I think my problem here is trying to take the fractions and turn them into regular numbers. Maybe that's not what I need to do. I did this problem a few times and I got these whacked out, far fetched answers for x and y so I gave up.
I probably am missing something and solving this is simpler than I think.
I'm guessing the substitution "injection" method would be used here.
July 24th 2005, 07:44 PM
It is a good idea to get rid of those fractions, because they can get confusing when you divide and miltiply by them. The way to get rid of them is to multiply the whole equation by the least common multiple of all of the denominators (I think I said that right). Anyway, just find the smallest number that each denominator can divide evenly into. This will clean up the equations.
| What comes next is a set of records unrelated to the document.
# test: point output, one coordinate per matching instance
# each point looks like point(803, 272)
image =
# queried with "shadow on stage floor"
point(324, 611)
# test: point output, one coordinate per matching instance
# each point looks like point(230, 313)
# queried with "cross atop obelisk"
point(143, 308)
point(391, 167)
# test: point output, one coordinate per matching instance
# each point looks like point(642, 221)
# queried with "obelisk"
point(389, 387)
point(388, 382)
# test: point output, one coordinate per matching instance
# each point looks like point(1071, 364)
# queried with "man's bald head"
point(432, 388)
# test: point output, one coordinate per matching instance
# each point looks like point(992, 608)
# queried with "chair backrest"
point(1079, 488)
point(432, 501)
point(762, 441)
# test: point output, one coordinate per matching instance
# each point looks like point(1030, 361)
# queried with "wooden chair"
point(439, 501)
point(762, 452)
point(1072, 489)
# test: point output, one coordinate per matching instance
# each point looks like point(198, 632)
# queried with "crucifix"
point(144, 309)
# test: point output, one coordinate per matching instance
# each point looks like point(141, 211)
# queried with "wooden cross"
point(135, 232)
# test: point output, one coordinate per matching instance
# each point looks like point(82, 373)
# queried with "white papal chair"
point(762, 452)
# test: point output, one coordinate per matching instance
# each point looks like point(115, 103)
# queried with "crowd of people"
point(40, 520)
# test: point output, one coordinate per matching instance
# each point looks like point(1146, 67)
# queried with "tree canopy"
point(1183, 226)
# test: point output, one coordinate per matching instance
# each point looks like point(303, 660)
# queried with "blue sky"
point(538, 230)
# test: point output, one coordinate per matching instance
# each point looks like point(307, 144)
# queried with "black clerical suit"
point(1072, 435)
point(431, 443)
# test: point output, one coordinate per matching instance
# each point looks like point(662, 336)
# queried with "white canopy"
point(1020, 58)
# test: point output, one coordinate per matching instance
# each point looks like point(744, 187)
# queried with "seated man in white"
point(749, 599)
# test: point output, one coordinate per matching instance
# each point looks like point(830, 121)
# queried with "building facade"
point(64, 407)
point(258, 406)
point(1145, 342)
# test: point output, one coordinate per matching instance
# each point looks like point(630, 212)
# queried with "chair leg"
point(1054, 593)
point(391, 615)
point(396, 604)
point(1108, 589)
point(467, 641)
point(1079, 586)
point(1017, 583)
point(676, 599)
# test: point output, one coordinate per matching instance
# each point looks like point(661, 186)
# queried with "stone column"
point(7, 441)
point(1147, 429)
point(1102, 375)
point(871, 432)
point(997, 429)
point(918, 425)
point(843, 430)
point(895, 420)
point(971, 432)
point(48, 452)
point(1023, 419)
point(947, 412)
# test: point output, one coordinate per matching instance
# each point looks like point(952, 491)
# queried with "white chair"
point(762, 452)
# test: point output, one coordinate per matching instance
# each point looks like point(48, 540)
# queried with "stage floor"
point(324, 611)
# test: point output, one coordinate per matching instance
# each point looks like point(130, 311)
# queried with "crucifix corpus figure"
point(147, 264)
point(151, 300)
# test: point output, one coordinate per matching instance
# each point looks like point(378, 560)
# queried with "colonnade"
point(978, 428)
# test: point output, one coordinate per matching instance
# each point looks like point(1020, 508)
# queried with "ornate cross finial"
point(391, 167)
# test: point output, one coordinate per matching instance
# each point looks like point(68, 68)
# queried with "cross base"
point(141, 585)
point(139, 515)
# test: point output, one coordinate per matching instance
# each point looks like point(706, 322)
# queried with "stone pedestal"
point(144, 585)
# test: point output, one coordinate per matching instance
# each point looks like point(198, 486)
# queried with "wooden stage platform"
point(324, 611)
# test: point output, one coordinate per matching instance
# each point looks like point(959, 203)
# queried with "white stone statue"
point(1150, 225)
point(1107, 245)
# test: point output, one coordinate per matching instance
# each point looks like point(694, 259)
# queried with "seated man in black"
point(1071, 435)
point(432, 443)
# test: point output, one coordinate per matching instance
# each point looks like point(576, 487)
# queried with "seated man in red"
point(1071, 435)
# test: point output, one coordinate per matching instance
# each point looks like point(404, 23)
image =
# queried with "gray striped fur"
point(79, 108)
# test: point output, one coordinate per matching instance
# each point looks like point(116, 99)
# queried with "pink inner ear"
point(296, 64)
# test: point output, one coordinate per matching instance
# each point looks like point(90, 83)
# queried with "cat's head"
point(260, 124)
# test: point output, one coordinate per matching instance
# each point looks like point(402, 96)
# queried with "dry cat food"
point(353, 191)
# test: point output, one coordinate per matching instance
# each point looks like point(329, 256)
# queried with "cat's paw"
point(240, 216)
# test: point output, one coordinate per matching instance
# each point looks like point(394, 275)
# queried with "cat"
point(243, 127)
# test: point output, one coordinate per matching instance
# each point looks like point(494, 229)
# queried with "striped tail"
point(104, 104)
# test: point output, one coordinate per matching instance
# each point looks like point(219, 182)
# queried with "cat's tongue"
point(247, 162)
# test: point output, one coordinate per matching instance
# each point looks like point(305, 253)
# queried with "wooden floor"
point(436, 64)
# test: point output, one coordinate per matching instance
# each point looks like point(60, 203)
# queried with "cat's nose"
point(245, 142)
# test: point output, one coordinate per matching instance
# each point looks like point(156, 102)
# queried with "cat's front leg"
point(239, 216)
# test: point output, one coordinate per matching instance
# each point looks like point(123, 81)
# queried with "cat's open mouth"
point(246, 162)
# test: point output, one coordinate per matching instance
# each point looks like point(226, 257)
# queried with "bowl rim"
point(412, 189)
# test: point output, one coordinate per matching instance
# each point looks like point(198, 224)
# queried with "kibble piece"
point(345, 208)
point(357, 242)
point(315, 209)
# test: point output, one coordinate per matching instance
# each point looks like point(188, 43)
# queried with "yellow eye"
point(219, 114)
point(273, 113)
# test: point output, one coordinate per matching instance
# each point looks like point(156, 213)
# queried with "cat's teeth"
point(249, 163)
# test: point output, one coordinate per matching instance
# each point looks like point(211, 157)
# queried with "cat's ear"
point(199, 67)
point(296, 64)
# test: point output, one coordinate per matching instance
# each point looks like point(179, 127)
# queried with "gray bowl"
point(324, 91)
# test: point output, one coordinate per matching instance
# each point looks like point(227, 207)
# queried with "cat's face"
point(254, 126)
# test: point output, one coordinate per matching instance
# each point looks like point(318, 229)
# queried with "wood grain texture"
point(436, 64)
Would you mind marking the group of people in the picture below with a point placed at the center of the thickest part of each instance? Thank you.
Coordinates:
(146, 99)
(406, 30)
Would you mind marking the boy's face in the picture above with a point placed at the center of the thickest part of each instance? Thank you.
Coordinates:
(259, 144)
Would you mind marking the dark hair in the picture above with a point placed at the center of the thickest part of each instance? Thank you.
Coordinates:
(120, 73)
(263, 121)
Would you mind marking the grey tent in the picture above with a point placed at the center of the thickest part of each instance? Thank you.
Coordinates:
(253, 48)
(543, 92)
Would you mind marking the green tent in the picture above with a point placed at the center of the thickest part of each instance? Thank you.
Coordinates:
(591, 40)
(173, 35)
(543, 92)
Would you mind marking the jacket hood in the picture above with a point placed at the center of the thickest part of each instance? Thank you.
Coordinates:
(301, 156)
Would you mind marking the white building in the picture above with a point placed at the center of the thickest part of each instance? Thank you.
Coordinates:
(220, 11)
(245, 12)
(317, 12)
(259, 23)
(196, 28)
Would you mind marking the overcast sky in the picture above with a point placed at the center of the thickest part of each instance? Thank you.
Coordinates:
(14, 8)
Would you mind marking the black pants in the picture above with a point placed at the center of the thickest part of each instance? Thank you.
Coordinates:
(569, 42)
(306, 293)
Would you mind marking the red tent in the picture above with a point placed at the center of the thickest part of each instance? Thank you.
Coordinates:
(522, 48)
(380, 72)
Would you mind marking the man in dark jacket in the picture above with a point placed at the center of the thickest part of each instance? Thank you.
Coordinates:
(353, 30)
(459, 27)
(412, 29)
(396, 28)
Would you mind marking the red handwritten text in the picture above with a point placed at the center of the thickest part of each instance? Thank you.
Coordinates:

3/4x + 2/3y = 7 : This one you can multiply everything by 12, giving:
9x + 8y = 84
3/5x - 1/2y = 18: multiply by 10:
6x - 5y = 180
You might be able to do it now, but just in case...
These people are always talkign about subtracting equations from each other, but with only 2 variables, i find it easiest to take one equation and solve for one of the variables in terms of the other one. Then plug that result into the other equation, to get a numerical value for one variable.
ie. solve for x in the second equation:
x = 30 + 5/6y.
now plug that into the first equation and simplify:
9(30 + 5/6y) + 8y = 84 --> 270 + 15/2y + 8y = 84 --> 31/2y = -186 --> y = -12
and since x = 30 + 5/6y --> x = 30 + 5/6(-12) = 30 -10 = 20.
If you don't already know the answers, don't forget to plug your answers into the initial equations to make sure they work out.